Effect of Thin Prep® imaging system on laboratory rate and relative sensitivity of atypical squamous cells, high-grade squamous intraepithelial lesion not excluded and high-grade squamous intraepithelial lesion interpretations
ABSTRACT Automated screening of Thin Prep(®) Papanicolaou Tests has become increasingly common in clinical practice. Increased productivity has initiated laboratory use of the Thin Prep(®) Imaging System (TIS). Increased sensitivity is a potential additional benefit of TIS. Published studies have shown an increase in discovery of dysplastic cells. This study evaluates the effect of TIS on the incidence of atypical squamous cells high-grade squamous intraepithelial lesion not excluded (ASC-H) and high-grade squamous intraepithelial lesion (HGSIL) results on Thin Prep(®) Pap Tests by comparing TIS-assisted and manual screening findings and the diagnoses on subsequent follow-up in a screening population over a 1-year time period.
A compilation of all ASC-H and HGSIL cases was prepared by conducting a computerized search over a 1-year period (7/06-6/07). The accumulated cases include Thin Prep Pap tests that were both TIS and manually screened. Follow-up results of cytologic and histologic cervical specimens were obtained for a time period extending to 2010. Interpretation utilizing TIS was in place 10 months prior to the study's initiation.

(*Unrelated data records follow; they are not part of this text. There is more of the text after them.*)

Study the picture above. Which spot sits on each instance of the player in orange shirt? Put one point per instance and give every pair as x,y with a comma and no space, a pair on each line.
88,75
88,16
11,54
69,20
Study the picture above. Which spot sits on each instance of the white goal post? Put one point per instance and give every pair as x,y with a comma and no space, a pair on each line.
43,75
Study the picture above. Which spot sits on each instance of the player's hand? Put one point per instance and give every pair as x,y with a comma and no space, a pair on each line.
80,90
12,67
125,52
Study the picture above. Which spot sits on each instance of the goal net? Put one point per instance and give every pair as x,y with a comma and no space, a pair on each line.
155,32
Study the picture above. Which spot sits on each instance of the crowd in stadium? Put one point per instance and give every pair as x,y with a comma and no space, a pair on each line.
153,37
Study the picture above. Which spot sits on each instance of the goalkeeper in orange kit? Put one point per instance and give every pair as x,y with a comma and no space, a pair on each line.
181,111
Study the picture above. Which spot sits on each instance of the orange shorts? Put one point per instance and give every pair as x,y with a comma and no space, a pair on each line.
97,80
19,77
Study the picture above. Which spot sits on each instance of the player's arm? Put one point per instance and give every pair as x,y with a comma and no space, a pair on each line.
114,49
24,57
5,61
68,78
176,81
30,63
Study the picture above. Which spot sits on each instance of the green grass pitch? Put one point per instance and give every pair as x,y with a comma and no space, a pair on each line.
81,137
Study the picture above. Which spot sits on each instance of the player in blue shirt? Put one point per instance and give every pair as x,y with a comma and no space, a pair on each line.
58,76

During the study period 70,522 Pap tests were performed in our laboratory. One third (33%) of Pap tests were screened with assistance of TIS. Manual screening was performed on 47,380 Pap tests of which 153 (0.32%) were interpreted as ASC-H and 164 (0.35%) were interpreted as HGSIL. During the same time period automated screening (TIS) was performed on 23,111 Pap tests. Interpretation of 62 (0.27%) cases provided an ASC-H result, while 71 (0.31%) were HGSIL. Follow-up cervical dysplasia by colposcopic biopsy and cone biopsy was distributed proportionally between TIS and manual screening for both ASC-H and HGSIL categories. Cervical intraepithelial neoplasia (CIN II/III) was identified on follow-up biopsy of 41% TIS cases and 45% manually screened cases for ASC-H. In the HGSIL subset 71% of TIS cases and 69% manually screened cases showed CIN II/III on follow-up. TIS was 26% less sensitive relative to manual screening for ASC-H cases and 3% less sensitive for HGSIL.
The similar rate of detection using TIS with an equal percentage of histologic correlation for ASC-H and HGSIL lesions on follow-up histology suggests patients screened by the TIS method are being sent for appropriate follow-up surveillance and treatment. A high-grade or possible high-grade lesion is as likely to be detected by TIS as by a manual screen. The similarities in relative sensitivity and specificity in a direct comparison between manual and TIS screening methodologies indicate that TIS compared to manual screening does not affect detection in patients with high-grade cervical lesions.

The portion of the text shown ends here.